Preparation: To follow along with this workshop on your own computer, you will need to have bash installed. For Linux and Mac users, bash is included as part of the operating system. In OSX, it can be accessed with terminal.

For Windows users, I recommend git bash, which is packaged with git (a common version control system). Follow the instructions here to install git bash. Another option is Cygwin. As of August 2016, the Windows Subsystem for Linux (WSL) provides access to most command line tools provided by Ubuntu. See here for instructions to enable/install the WSL.

Workshop goals

After this workshop, you will have learned:

  • what Bash is and when and why to use it
  • how to navigate your computer from the command line using commands like pwd, cd, and ls
  • how to work with files from the command line using commands like cat, cp, mv, mkdir, and rm
  • handy commands for working with files like wc, head, tail, history, and the wildcard character *
  • using "pipes" to combine commands and > to redirect output
  • where to get more information and help
  • time permitting: cut, sort, and uniq

Why use the command line?

At a high level, computers do four things:

  • run programs
  • store data
  • communicate with each other, and
  • interact with us

Computers can interact with us in many different ways, such as through a keyboard and mouse, touch screen interfaces, or using speech recognition systems.
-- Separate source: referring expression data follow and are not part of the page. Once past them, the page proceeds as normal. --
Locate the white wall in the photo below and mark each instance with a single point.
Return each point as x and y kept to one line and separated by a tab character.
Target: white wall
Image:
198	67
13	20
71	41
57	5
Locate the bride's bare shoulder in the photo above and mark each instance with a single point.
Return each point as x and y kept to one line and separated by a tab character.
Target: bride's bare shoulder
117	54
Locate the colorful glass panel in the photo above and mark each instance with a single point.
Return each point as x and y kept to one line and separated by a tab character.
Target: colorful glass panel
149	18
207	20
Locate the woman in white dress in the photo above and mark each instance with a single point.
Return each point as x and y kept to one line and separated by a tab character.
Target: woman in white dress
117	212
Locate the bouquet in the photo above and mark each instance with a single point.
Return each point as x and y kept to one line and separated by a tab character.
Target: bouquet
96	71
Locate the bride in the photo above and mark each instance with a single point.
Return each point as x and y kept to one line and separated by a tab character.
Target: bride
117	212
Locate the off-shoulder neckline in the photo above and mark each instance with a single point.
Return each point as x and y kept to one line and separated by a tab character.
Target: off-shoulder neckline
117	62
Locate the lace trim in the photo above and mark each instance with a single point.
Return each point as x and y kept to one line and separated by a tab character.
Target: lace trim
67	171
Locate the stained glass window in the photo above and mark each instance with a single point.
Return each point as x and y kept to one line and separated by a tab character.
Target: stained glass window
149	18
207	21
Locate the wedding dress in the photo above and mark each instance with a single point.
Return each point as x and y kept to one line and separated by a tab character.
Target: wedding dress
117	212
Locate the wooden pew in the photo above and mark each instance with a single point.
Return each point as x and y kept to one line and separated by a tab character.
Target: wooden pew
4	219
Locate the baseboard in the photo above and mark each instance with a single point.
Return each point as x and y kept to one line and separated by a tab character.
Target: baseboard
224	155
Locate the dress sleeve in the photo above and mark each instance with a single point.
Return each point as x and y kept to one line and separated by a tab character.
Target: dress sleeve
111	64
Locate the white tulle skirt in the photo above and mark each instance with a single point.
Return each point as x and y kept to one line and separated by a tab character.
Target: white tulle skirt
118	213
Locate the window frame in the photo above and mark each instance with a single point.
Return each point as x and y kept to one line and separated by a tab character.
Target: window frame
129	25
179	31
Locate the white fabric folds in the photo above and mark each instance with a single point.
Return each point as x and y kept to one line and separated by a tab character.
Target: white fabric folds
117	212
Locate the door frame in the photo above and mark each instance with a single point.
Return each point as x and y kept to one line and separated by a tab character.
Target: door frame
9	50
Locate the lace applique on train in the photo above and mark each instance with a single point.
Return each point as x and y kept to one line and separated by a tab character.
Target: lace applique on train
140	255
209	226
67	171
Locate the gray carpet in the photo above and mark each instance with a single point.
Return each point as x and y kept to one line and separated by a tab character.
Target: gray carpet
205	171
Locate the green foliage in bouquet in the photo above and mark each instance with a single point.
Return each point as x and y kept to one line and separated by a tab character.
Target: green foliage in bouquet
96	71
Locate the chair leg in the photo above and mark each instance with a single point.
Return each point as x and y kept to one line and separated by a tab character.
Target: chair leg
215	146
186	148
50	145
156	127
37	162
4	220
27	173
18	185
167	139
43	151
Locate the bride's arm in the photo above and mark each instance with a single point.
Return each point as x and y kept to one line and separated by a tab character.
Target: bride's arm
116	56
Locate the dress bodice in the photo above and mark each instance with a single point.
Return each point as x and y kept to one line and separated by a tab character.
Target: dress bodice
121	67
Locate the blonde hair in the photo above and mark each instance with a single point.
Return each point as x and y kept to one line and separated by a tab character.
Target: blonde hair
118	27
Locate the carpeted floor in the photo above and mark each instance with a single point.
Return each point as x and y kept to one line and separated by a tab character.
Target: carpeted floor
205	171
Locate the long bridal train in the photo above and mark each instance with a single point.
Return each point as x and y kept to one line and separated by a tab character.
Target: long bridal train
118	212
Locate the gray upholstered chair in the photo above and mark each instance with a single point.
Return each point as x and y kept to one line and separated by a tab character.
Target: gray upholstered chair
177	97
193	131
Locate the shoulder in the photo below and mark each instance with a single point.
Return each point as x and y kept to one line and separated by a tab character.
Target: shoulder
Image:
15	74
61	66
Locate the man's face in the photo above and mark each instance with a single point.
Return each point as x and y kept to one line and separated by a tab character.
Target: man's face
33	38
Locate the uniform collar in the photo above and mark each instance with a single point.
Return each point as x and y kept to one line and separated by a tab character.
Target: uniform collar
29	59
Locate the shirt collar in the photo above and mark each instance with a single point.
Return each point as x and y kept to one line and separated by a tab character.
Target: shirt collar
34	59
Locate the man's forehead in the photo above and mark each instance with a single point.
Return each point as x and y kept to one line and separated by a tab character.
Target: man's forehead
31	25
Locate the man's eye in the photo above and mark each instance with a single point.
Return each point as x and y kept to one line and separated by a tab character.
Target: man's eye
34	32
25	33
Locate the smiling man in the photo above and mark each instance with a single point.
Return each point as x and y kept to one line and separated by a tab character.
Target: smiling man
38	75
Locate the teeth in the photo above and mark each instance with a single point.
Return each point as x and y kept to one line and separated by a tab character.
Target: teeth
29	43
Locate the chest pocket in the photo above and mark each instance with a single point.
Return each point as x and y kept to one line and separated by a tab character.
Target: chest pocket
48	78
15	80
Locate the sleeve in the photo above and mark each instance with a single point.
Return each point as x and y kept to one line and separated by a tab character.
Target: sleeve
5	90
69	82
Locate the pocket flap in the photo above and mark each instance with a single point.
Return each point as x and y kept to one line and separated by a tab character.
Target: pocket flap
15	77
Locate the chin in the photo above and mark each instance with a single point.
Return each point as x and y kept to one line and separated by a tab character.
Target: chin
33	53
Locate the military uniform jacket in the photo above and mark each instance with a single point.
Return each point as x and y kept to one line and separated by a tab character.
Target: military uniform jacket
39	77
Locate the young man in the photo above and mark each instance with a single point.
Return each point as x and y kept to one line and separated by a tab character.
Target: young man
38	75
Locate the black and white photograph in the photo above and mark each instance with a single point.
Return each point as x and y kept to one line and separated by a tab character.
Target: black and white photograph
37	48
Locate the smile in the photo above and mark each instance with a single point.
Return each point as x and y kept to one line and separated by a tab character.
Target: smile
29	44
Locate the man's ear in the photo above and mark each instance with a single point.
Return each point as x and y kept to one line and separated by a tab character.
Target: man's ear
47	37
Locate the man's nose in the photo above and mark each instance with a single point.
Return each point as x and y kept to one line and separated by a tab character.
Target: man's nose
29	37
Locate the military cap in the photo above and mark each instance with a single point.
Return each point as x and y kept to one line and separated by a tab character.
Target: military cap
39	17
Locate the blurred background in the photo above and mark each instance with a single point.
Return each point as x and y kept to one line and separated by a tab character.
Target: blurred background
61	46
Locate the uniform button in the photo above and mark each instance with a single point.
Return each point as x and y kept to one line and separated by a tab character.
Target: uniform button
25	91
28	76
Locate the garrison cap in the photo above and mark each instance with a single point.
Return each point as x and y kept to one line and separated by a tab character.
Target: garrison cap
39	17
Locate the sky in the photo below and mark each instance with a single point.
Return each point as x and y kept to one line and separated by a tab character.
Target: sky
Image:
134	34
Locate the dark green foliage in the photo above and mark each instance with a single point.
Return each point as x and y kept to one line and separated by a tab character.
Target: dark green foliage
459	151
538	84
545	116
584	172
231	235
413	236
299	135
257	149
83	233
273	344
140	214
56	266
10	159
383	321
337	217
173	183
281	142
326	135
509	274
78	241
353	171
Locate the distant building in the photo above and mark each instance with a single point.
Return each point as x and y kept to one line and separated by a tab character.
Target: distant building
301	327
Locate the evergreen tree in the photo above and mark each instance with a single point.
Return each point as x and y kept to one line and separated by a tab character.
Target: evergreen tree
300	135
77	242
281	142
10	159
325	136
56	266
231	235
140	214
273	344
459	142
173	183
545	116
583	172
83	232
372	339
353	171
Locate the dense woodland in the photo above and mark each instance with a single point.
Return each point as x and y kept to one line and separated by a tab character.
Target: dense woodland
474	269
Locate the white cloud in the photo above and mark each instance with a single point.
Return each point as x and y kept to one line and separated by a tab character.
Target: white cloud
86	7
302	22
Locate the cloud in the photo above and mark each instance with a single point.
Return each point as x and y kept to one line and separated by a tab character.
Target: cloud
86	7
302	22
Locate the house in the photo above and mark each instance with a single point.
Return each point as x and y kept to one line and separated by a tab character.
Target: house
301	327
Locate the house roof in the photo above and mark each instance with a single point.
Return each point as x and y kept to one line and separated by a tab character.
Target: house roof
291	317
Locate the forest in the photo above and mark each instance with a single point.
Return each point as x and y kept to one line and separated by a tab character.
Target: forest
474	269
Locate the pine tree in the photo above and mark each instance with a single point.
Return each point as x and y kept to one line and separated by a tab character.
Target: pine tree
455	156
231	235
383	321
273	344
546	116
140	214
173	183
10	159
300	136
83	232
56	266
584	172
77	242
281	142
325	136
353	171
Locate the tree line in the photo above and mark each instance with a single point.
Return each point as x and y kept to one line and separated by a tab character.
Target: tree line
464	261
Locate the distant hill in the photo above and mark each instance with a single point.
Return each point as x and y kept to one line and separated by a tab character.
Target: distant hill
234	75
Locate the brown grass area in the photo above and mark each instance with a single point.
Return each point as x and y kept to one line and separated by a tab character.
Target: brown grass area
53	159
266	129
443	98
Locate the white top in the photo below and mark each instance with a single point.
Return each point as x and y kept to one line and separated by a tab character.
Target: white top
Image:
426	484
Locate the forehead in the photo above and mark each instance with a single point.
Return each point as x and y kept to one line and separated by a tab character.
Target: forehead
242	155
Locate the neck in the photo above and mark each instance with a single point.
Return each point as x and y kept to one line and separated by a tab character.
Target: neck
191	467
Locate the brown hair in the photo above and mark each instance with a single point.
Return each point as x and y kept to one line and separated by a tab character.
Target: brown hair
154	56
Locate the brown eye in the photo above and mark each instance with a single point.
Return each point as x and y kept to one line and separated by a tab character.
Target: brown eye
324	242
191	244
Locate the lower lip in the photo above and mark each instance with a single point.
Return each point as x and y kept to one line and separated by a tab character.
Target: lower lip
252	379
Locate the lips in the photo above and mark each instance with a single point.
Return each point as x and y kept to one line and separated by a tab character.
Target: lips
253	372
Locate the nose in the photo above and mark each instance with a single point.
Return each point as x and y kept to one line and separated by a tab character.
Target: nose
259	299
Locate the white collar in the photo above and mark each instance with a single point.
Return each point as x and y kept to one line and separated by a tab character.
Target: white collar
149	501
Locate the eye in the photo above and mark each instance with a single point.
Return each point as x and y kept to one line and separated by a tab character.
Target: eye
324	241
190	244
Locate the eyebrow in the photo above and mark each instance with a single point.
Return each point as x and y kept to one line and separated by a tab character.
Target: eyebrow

While touch and voice interfaces are becoming more commonplace, most interaction is still done using traditional screens, mice, touchpads and keyboards.
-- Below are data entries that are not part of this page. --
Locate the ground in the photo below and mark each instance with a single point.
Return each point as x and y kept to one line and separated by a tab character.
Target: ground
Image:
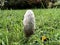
47	24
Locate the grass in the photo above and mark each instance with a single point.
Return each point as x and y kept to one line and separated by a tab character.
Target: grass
47	24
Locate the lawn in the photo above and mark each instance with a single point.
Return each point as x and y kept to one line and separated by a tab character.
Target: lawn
47	24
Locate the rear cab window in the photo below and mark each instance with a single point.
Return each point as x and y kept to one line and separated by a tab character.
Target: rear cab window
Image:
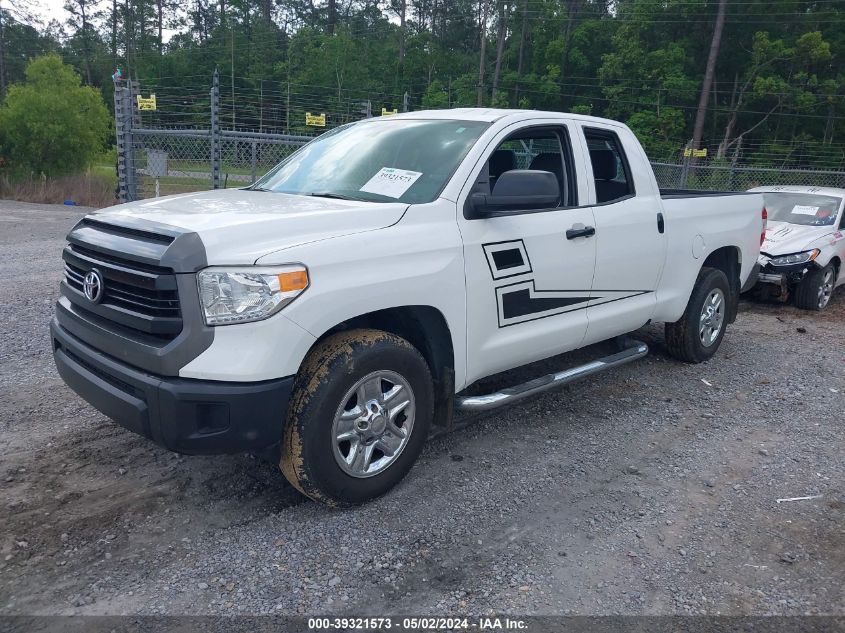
611	171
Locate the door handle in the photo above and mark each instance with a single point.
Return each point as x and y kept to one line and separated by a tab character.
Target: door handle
587	231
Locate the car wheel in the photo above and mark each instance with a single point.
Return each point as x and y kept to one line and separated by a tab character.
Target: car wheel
697	335
360	412
816	288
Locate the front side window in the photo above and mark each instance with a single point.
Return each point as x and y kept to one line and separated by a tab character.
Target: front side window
380	160
808	209
610	167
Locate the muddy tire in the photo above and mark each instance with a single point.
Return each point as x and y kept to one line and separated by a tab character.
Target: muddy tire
814	291
696	336
360	412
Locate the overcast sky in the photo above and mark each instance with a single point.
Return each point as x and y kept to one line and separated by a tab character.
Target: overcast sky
47	10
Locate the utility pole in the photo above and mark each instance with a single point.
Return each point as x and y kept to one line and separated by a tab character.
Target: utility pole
233	76
483	30
701	113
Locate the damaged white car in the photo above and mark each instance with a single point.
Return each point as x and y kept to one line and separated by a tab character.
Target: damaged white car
801	257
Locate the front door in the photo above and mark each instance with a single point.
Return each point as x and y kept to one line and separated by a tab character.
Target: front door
528	284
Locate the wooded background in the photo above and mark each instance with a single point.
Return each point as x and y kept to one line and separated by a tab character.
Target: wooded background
760	82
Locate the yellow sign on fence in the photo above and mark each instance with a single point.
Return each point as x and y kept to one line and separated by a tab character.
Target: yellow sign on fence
146	104
318	120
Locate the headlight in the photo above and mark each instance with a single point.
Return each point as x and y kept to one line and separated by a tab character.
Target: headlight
796	258
248	294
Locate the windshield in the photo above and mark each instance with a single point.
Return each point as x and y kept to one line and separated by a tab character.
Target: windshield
809	209
381	160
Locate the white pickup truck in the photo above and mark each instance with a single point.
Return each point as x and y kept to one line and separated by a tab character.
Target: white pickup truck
338	308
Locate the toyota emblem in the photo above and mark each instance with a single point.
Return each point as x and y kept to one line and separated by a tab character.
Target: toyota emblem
92	286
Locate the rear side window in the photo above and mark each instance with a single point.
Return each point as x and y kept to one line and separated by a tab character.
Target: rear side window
610	166
538	148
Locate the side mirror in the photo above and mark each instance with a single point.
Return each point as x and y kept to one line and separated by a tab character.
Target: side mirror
517	190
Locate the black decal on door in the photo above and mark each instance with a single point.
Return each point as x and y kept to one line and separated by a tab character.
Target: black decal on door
507	259
522	302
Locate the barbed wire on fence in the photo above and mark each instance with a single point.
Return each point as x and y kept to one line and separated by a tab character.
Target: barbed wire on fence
171	150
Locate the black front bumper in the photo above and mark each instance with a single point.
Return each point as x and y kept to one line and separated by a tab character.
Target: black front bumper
180	414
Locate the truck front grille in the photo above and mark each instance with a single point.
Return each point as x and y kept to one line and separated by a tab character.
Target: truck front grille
136	295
The graphical user interface (GUI) is the most widely used way to interact with personal computers. We give instructions (to run a program, to copy a file, to create a new folder/directory) with the convenience of a few mouse clicks. This way of interacting with a computer is intuitive and easy to learn, but it can become slow and frustrating if we want to repeat similar actions many times. For example, if we want to copy the third line of each of a thousand text files and paste them into a single file, using the traditional GUI approach of clicks will take several hours to do this.
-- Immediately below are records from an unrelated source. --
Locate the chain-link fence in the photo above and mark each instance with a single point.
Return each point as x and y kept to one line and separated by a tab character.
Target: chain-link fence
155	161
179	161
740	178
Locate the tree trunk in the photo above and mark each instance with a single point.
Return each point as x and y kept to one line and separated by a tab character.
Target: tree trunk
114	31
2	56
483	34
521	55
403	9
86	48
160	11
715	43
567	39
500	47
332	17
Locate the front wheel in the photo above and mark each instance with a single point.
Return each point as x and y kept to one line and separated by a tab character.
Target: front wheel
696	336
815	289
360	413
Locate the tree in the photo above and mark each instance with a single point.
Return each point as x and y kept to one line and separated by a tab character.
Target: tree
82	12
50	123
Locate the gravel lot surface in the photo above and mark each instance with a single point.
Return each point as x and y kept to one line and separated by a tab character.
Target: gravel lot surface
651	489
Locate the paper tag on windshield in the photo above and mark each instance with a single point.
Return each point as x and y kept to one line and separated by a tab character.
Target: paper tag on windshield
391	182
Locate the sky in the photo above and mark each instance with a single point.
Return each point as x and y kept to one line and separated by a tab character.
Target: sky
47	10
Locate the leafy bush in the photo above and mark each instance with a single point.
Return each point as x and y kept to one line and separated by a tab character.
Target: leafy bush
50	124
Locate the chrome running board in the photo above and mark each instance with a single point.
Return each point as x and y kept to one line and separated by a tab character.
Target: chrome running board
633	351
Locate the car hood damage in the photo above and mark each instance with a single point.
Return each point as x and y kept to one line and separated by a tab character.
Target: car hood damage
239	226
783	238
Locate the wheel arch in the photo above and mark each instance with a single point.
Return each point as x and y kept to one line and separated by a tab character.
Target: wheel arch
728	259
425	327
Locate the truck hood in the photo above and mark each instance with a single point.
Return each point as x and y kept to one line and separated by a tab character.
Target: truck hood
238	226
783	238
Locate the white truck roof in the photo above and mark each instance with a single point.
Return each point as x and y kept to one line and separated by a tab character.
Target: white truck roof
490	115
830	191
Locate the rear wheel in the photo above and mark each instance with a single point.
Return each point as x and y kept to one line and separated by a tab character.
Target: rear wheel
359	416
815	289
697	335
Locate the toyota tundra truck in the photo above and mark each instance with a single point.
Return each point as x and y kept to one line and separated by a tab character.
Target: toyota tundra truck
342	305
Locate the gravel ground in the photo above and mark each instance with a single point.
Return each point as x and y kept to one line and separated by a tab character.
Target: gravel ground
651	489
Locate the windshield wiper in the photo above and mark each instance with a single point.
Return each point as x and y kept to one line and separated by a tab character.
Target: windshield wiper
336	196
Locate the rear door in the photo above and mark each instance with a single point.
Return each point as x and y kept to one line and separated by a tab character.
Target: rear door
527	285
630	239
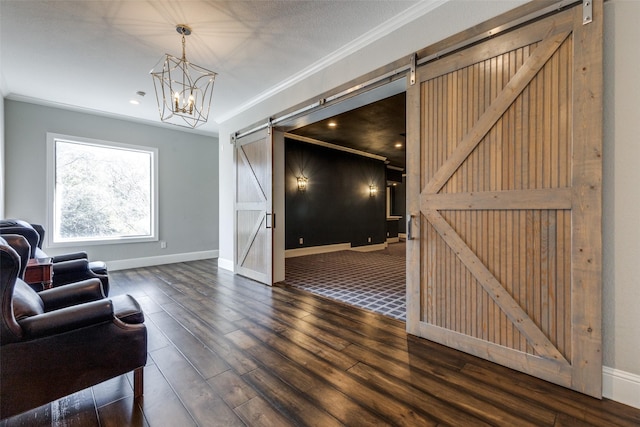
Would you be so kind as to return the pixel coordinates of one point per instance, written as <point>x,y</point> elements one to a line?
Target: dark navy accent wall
<point>336,206</point>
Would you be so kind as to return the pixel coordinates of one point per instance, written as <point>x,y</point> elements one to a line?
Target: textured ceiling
<point>95,55</point>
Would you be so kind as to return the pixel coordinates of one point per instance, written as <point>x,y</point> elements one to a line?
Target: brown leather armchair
<point>67,268</point>
<point>62,340</point>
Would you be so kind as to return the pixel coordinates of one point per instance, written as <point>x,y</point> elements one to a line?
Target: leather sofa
<point>67,268</point>
<point>62,340</point>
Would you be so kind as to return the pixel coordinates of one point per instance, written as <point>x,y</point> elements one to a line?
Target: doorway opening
<point>345,206</point>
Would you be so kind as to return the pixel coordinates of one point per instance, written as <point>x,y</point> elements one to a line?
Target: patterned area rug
<point>371,280</point>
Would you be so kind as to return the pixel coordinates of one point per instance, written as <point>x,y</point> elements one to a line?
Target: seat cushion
<point>127,309</point>
<point>26,302</point>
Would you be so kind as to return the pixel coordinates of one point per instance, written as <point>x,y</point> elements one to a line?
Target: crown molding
<point>419,9</point>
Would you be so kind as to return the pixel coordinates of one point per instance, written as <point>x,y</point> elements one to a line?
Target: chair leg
<point>138,382</point>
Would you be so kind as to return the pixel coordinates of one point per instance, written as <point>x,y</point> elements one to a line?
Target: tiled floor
<point>371,280</point>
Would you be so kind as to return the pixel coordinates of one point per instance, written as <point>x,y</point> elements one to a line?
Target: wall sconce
<point>302,183</point>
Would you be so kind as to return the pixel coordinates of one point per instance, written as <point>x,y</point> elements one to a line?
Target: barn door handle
<point>270,220</point>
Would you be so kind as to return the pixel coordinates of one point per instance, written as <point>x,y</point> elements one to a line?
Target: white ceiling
<point>95,55</point>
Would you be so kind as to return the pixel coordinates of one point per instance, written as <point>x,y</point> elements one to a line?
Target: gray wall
<point>188,177</point>
<point>621,197</point>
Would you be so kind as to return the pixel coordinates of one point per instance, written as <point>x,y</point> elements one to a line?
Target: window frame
<point>52,138</point>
This is where we take advange of the shell - a command-line interface to make such repetitive tasks automatic and fast. It can take a single instruction and repeat it as is or with some modification as many times as we want.

Typing instructions to the computer might at first seem counterintuitive and unnecessarily difficult, but there are several advantages to learning how to do this.

Advantages of text-based communication with your computer

  • Repetitive tasks can be automated. Like in the example above, text-based commands will make it easy for us to repeat the same process many times.

  • Familiar tasks can be done very quickly. Think about learning a language: in the beginning it's nice to look things up in a dictionary (or a menu in a graphical program), and slowly string together sentences one word at a time. But once we become more proficient in the language and know what we want to say, it is easier to say or type it directly, instead of having to look up every word in the dictionary first.

  • Text-based interfaces are less resource-intensive and faster to develop than GUIs, which means some programs you might want to use don't have a GUI at all. Graphical components of programs require more resources from your computer to be run, and they also take more work to create in the first place. Many powerful programs are written without a graphical user interface (which makes it faster to create these programs) and to use these programs you often need to know how to use a text interface. For example, many of the best data analysis and machine learning packages are written in Python or R, and you need to know a bit about these languages to use them. Even if the program or package you want to use is in a different language, much of the knowledge you gain from understanding one programming language (like Bash) can be transferred to others. In addition, most powerful computers that you can log into remotely might only give you a text interface to navigate the computer with.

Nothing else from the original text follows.